Like most Southern kids, McDermott’s memories of coconut cake revolve around the ritual of the coconut. The construction project of opening and grating one was the only time she remembers seeing her grandfather in the kitchen.

That always happened at Christmas, because coconut cake originated as many families’ holiday tradition. That connection goes back to the 19th century, when railroads made it possible – but still luxurious – to get oysters, oranges and coconuts in the winter.

“It’s exotic and special,” says McDermott. “The oysters and coconuts and oranges all came from tropical places.”

Some cake history

To understand coconut cake’s role in the South, it helps to know a little cake history. The real heyday of homemade layer cakes started about 1900, after cast-iron stoves and baking powder made baking more reliable.

“Before baking powder, cakes were fruitcake and poundcake,” says McDermott.

In larger cities, particularly in the North, there were immigrant populations with a history of operating bakeries. In the South, people tended to bake at home. So when layer cakes came into vogue in the 20th century, they took off here.

Lane Cake, from Alabama, and Lady Baltimore Cake, with roots in Charleston, both included coconut. It wasn’t long before you also could find coconut sprinkled on a yellow cake frosted with Italian meringue – boiled syrup beaten into whipped egg whites.

The coconut was already around, says McDermott. Coconut goes way back in the South because of port cities like New Orleans, Charleston, Savannah and Wilmington.

“That’s where the fancy stuff would come in,” says McDermott. “That sort of cements it as a Southern tradition.”

Desserts with shredded coconut, including ambrosia, pies and macaroons, turn up in Southern cookbooks as early as the 1700s.

“So we had coconut long before we had coconut cake,” says McDermott.

Spring indulgence

There was definitely coconut cake at Christmas. But what about coconut cake as an Easter tradition?
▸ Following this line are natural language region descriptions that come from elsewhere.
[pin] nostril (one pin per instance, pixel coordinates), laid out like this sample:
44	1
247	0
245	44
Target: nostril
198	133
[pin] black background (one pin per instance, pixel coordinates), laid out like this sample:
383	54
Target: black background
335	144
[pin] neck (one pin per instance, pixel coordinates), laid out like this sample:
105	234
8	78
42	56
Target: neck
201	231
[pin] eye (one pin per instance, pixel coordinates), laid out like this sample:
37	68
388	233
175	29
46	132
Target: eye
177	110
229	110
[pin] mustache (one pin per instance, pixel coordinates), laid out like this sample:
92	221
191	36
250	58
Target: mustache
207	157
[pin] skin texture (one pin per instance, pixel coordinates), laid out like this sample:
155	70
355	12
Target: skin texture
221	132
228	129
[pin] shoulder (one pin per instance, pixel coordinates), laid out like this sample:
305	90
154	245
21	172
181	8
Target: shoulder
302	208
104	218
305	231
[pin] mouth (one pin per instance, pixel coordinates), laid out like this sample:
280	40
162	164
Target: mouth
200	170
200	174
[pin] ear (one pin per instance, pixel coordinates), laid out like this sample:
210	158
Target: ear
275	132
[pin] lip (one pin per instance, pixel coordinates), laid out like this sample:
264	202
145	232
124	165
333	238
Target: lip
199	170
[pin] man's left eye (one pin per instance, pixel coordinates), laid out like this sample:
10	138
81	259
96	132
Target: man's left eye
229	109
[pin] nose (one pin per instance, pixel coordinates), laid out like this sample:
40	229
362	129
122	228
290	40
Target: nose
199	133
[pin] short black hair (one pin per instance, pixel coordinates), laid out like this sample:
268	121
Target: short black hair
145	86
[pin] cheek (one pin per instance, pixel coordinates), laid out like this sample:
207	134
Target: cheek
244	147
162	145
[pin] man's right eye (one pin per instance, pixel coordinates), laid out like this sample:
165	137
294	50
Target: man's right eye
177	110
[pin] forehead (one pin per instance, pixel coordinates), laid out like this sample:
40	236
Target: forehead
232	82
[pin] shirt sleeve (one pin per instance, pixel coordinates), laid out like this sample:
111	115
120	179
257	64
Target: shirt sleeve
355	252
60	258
There’s something so special about the way the white frosting stands out against spring pastels.

McDermott thinks that connection started as late as the 1950s, with women’s magazines and their emphasis on color pictures.

“I have no evidence, but that would make visual sense,” she says. “It goes with bunnies and colored eggs and flowers and poufy folderol.”

McDermott likes to tell the story of an antiques dealer who once told her that a particular cup and saucer “didn’t come together but they go together.”

“To me, coconut cake goes with Easter, but I don’t know if it came with it.”

When you talk about cake history, McDermott says, you can’t get too focused on history and provenance. A lot of things have grown into myths. For instance, German chocolate cake isn’t German. It was made with the German brand of baking chocolate.

What’s important about coconut cake is less about the history and more about how people love it, identify with it and still make it for holidays.

“It is transcendent, it is so wonderful,” she says. “Of course it goes with Easter.”